Eisen aan instellingen voor het uitvoeren van dierproeven
De voorwaarden waaraan een instelling moet voldoen om dierproeven te mogen uitvoeren:
- in bezit van een instellingsvergunning verleend door de NVWA. Zo'n vergunning is ook nodig voor het mogen fokken en/of afleveren van proefdieren. Instanties krijgen deze vergunning als ze voldoen aan de voorwaarden die daaraan zijn gesteld in de Wet op de dierproeven (Wod).
- in bezit van een projectvergunning verleend door de Centrale Commissie Dierproeven (CCD). De CCD is als enige bevoegd projectvergunningen te verlenen voor het uitvoeren van dierproeven. Voor de CCD wel of geen vergunning verleent, vraagt de commissie altijd eerst advies aan een erkende dierexperimentencommissie (DEC).
- jaarlijks gegevens verstrekken aan de minister van Economische Zaken (EZ) over de uitgevoerde dierproeven. De NVWA analyseert deze gegevens en verwerkt ze in het jaaroverzicht Zo doende.
- personeel waarvan de opleiding voldoet aan de voorwaarden die zijn gesteld in de Wet op de dierproeven (Wod).
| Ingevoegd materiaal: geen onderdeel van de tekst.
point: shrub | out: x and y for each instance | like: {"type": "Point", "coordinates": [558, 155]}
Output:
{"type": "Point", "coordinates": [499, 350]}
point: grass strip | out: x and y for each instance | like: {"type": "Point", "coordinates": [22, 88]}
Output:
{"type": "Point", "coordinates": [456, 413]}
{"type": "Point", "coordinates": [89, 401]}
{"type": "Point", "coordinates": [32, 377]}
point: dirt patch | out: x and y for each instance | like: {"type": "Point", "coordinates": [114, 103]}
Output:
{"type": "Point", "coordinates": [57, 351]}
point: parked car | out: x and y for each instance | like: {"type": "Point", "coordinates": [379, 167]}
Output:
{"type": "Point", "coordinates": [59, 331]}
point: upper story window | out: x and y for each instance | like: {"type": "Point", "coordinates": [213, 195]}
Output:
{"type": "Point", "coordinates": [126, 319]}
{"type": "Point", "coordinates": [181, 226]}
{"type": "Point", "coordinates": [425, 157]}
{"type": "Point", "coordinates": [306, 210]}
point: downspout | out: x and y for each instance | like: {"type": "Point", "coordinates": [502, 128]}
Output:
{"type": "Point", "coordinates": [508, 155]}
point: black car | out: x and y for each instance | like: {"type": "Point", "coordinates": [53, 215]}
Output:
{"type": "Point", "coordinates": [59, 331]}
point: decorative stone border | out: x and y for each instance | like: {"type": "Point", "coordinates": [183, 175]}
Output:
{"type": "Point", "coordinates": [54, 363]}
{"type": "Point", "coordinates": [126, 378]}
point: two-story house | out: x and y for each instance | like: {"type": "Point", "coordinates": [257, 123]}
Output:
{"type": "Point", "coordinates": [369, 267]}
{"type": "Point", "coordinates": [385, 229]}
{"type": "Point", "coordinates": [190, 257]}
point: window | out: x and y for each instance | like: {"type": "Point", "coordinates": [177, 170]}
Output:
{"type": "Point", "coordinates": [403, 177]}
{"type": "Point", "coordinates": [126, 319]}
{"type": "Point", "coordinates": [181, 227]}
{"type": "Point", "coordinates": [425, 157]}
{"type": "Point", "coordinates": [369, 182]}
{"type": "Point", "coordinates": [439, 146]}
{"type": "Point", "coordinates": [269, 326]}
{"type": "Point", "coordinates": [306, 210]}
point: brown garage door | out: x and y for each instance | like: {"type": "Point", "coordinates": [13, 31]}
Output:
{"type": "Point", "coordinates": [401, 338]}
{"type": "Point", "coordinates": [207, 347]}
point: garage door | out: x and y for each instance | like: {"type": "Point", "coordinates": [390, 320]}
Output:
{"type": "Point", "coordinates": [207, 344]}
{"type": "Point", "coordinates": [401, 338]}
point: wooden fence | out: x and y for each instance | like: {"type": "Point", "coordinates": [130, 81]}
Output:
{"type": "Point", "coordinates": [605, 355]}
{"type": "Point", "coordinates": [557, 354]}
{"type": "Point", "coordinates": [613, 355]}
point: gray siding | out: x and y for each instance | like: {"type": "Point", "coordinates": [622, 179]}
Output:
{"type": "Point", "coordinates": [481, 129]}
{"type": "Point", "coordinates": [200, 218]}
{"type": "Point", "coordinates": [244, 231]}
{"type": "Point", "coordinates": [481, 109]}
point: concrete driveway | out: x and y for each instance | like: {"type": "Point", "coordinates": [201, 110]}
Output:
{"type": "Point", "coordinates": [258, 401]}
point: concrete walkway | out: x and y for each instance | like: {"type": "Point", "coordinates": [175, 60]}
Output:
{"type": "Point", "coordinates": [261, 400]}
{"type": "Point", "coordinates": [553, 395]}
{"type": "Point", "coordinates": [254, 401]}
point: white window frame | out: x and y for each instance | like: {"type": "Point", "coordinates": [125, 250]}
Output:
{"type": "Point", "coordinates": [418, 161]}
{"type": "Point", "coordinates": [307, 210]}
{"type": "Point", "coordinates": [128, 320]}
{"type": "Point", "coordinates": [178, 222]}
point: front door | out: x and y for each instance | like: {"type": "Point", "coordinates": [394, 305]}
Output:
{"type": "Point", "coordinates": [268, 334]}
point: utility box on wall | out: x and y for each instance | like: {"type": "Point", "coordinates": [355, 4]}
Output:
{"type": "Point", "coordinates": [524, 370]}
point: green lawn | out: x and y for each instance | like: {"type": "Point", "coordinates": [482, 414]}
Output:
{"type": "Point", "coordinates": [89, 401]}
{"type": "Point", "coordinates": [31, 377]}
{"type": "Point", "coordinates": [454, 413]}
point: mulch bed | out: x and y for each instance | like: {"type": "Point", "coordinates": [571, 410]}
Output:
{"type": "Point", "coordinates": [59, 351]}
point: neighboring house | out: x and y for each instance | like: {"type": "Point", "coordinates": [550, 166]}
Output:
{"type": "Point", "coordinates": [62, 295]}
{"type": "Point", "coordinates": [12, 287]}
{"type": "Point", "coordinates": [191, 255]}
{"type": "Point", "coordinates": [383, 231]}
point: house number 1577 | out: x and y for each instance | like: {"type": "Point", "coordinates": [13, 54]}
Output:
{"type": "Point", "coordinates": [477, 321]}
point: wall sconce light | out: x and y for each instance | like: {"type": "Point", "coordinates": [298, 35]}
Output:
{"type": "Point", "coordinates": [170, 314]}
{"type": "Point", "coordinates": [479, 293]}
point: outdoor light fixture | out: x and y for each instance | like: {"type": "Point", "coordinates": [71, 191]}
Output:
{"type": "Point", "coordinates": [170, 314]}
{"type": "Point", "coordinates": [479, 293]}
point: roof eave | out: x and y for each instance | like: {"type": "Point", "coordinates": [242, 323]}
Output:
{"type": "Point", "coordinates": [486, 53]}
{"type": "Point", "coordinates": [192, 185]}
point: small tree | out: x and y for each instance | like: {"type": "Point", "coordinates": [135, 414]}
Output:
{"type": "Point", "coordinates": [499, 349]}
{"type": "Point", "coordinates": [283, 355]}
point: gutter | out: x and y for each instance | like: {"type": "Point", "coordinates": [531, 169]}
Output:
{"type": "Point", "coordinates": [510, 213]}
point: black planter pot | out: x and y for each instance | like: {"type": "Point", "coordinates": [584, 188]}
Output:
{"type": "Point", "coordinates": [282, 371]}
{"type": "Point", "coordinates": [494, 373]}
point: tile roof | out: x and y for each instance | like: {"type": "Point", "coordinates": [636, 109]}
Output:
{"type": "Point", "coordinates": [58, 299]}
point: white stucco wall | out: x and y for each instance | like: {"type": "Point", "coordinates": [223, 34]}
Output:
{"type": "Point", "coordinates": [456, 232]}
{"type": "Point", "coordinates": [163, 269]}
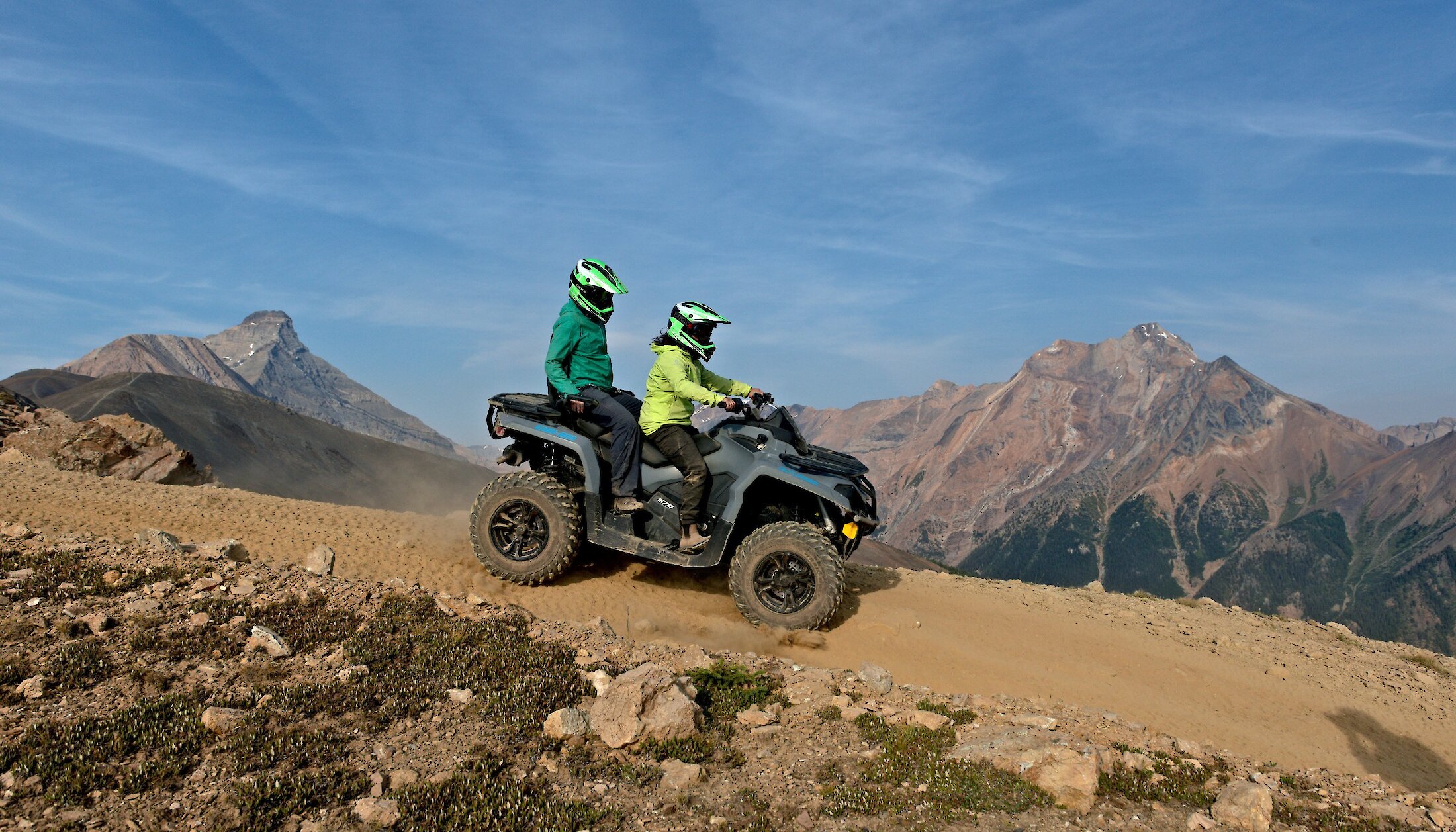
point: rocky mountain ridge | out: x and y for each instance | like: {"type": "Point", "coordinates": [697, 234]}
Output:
{"type": "Point", "coordinates": [264, 356]}
{"type": "Point", "coordinates": [1130, 462]}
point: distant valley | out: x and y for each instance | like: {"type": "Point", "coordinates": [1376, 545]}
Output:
{"type": "Point", "coordinates": [1136, 464]}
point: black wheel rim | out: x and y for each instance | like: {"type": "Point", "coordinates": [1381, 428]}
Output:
{"type": "Point", "coordinates": [784, 583]}
{"type": "Point", "coordinates": [519, 531]}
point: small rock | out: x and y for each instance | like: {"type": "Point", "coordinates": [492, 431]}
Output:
{"type": "Point", "coordinates": [17, 532]}
{"type": "Point", "coordinates": [1200, 821]}
{"type": "Point", "coordinates": [600, 679]}
{"type": "Point", "coordinates": [32, 688]}
{"type": "Point", "coordinates": [223, 720]}
{"type": "Point", "coordinates": [678, 774]}
{"type": "Point", "coordinates": [319, 561]}
{"type": "Point", "coordinates": [1246, 805]}
{"type": "Point", "coordinates": [756, 717]}
{"type": "Point", "coordinates": [268, 641]}
{"type": "Point", "coordinates": [98, 623]}
{"type": "Point", "coordinates": [377, 811]}
{"type": "Point", "coordinates": [159, 539]}
{"type": "Point", "coordinates": [353, 672]}
{"type": "Point", "coordinates": [217, 550]}
{"type": "Point", "coordinates": [878, 679]}
{"type": "Point", "coordinates": [928, 719]}
{"type": "Point", "coordinates": [567, 723]}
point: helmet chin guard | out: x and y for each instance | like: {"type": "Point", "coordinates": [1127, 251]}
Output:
{"type": "Point", "coordinates": [692, 327]}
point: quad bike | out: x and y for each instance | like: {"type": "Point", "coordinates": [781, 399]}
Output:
{"type": "Point", "coordinates": [790, 512]}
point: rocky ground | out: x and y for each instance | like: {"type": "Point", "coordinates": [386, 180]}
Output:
{"type": "Point", "coordinates": [108, 445]}
{"type": "Point", "coordinates": [150, 684]}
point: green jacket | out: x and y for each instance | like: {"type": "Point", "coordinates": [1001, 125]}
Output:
{"type": "Point", "coordinates": [578, 351]}
{"type": "Point", "coordinates": [676, 382]}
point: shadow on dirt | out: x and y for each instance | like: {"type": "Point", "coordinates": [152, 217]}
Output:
{"type": "Point", "coordinates": [1396, 758]}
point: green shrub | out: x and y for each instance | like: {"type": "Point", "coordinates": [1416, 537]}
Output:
{"type": "Point", "coordinates": [482, 796]}
{"type": "Point", "coordinates": [268, 800]}
{"type": "Point", "coordinates": [725, 688]}
{"type": "Point", "coordinates": [150, 743]}
{"type": "Point", "coordinates": [957, 716]}
{"type": "Point", "coordinates": [79, 665]}
{"type": "Point", "coordinates": [916, 757]}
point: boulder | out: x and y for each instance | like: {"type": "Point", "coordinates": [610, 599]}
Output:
{"type": "Point", "coordinates": [376, 811]}
{"type": "Point", "coordinates": [1056, 763]}
{"type": "Point", "coordinates": [567, 723]}
{"type": "Point", "coordinates": [223, 720]}
{"type": "Point", "coordinates": [319, 561]}
{"type": "Point", "coordinates": [268, 641]}
{"type": "Point", "coordinates": [645, 703]}
{"type": "Point", "coordinates": [32, 688]}
{"type": "Point", "coordinates": [1244, 806]}
{"type": "Point", "coordinates": [878, 679]}
{"type": "Point", "coordinates": [678, 774]}
{"type": "Point", "coordinates": [927, 720]}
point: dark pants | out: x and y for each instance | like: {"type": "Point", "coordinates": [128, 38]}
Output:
{"type": "Point", "coordinates": [617, 413]}
{"type": "Point", "coordinates": [676, 443]}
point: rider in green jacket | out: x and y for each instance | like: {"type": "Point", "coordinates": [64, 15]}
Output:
{"type": "Point", "coordinates": [578, 365]}
{"type": "Point", "coordinates": [676, 381]}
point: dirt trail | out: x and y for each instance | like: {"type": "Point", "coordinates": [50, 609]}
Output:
{"type": "Point", "coordinates": [1263, 686]}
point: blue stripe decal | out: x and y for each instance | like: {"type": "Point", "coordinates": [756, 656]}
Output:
{"type": "Point", "coordinates": [557, 432]}
{"type": "Point", "coordinates": [790, 471]}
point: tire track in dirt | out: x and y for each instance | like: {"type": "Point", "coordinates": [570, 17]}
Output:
{"type": "Point", "coordinates": [1264, 686]}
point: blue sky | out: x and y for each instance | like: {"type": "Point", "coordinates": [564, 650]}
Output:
{"type": "Point", "coordinates": [877, 194]}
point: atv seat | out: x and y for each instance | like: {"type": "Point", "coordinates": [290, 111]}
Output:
{"type": "Point", "coordinates": [602, 439]}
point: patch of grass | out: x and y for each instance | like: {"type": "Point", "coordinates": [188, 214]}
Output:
{"type": "Point", "coordinates": [308, 624]}
{"type": "Point", "coordinates": [416, 653]}
{"type": "Point", "coordinates": [1429, 662]}
{"type": "Point", "coordinates": [916, 757]}
{"type": "Point", "coordinates": [1330, 819]}
{"type": "Point", "coordinates": [725, 688]}
{"type": "Point", "coordinates": [185, 643]}
{"type": "Point", "coordinates": [259, 745]}
{"type": "Point", "coordinates": [1171, 780]}
{"type": "Point", "coordinates": [482, 796]}
{"type": "Point", "coordinates": [268, 800]}
{"type": "Point", "coordinates": [13, 669]}
{"type": "Point", "coordinates": [148, 745]}
{"type": "Point", "coordinates": [587, 765]}
{"type": "Point", "coordinates": [957, 716]}
{"type": "Point", "coordinates": [79, 665]}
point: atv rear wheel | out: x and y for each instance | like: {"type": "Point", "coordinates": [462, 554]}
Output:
{"type": "Point", "coordinates": [787, 575]}
{"type": "Point", "coordinates": [526, 528]}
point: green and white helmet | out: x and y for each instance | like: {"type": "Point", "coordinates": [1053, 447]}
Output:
{"type": "Point", "coordinates": [592, 286]}
{"type": "Point", "coordinates": [692, 327]}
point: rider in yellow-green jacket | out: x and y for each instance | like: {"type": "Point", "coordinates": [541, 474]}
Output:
{"type": "Point", "coordinates": [676, 381]}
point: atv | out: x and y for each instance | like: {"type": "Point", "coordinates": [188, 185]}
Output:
{"type": "Point", "coordinates": [790, 512]}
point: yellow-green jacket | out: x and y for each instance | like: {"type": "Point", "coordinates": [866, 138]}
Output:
{"type": "Point", "coordinates": [676, 382]}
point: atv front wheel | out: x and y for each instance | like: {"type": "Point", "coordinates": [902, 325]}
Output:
{"type": "Point", "coordinates": [787, 575]}
{"type": "Point", "coordinates": [526, 528]}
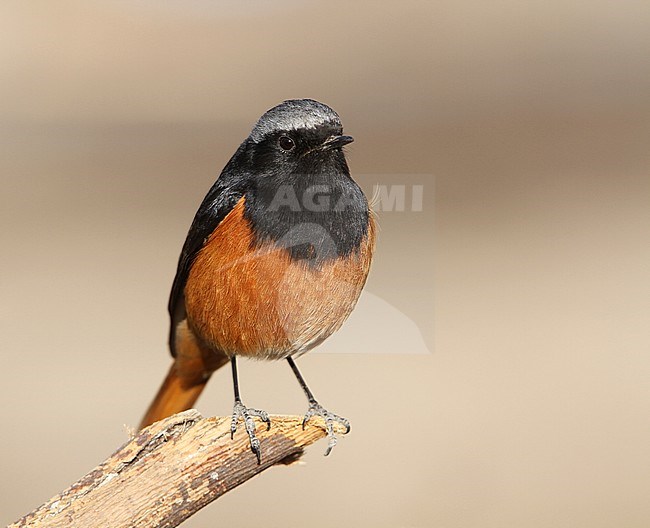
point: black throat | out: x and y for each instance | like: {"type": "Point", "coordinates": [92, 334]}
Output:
{"type": "Point", "coordinates": [316, 212]}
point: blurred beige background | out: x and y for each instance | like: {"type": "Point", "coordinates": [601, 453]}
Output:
{"type": "Point", "coordinates": [528, 123]}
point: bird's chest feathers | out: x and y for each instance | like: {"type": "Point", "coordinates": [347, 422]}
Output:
{"type": "Point", "coordinates": [254, 299]}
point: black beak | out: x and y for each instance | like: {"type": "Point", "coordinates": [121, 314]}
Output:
{"type": "Point", "coordinates": [337, 142]}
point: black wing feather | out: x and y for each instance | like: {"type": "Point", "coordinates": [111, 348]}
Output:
{"type": "Point", "coordinates": [220, 200]}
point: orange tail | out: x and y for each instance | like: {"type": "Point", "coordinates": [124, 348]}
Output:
{"type": "Point", "coordinates": [185, 381]}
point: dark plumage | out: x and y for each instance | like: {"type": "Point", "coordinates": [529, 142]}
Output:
{"type": "Point", "coordinates": [275, 258]}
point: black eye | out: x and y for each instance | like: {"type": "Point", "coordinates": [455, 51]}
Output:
{"type": "Point", "coordinates": [286, 143]}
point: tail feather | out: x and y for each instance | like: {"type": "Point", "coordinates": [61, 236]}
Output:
{"type": "Point", "coordinates": [186, 379]}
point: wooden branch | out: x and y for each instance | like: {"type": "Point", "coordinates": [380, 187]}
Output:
{"type": "Point", "coordinates": [170, 470]}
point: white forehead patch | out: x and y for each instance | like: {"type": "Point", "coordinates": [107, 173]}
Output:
{"type": "Point", "coordinates": [294, 115]}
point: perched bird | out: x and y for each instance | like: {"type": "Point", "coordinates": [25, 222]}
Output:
{"type": "Point", "coordinates": [273, 263]}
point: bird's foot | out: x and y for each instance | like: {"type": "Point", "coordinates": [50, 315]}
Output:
{"type": "Point", "coordinates": [316, 409]}
{"type": "Point", "coordinates": [247, 414]}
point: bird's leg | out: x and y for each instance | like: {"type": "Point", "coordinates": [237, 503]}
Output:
{"type": "Point", "coordinates": [241, 411]}
{"type": "Point", "coordinates": [316, 409]}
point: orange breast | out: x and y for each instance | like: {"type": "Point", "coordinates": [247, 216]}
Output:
{"type": "Point", "coordinates": [256, 301]}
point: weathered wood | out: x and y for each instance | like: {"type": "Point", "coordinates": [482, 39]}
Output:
{"type": "Point", "coordinates": [169, 471]}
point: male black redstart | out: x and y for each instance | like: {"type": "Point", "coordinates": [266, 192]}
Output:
{"type": "Point", "coordinates": [273, 263]}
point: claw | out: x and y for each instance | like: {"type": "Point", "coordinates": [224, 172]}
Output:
{"type": "Point", "coordinates": [315, 409]}
{"type": "Point", "coordinates": [240, 411]}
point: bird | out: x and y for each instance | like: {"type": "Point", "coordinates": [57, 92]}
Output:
{"type": "Point", "coordinates": [273, 263]}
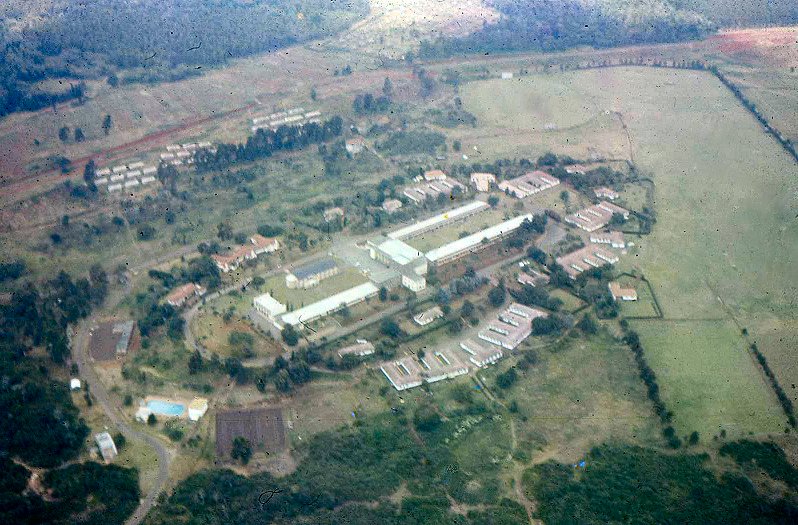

Als dit niet het geval is, dan kan een instelling via een formulier een ontheffing of gelijkstelling aanvragen.
Wat de NVWA controleert op basis van de Wet op de dierproeven
- Heeft de instelling een instellingsvergunning.
- Voert de instelling dierproeven uit volgens de projectvergunning.
- Heeft de instelling een instantie voor dierenwelzijn (IvD), en vervulde deze haar taken zoals beschreven in de Wod.
- Voldoet de huisvesting van de dieren aan de wettelijke eisen.
- Zijn er schuilmogelijkheden, nestmateriaal, bedding en speeltjes in de kooien aanwezig.
- Worden de dieren zorgvuldig behandeld, en ondervinden de dieren bij de verzorging zo min mogelijk ongerief.
- Hebben de onderzoekers en dierverzorgers de juiste opleidingen.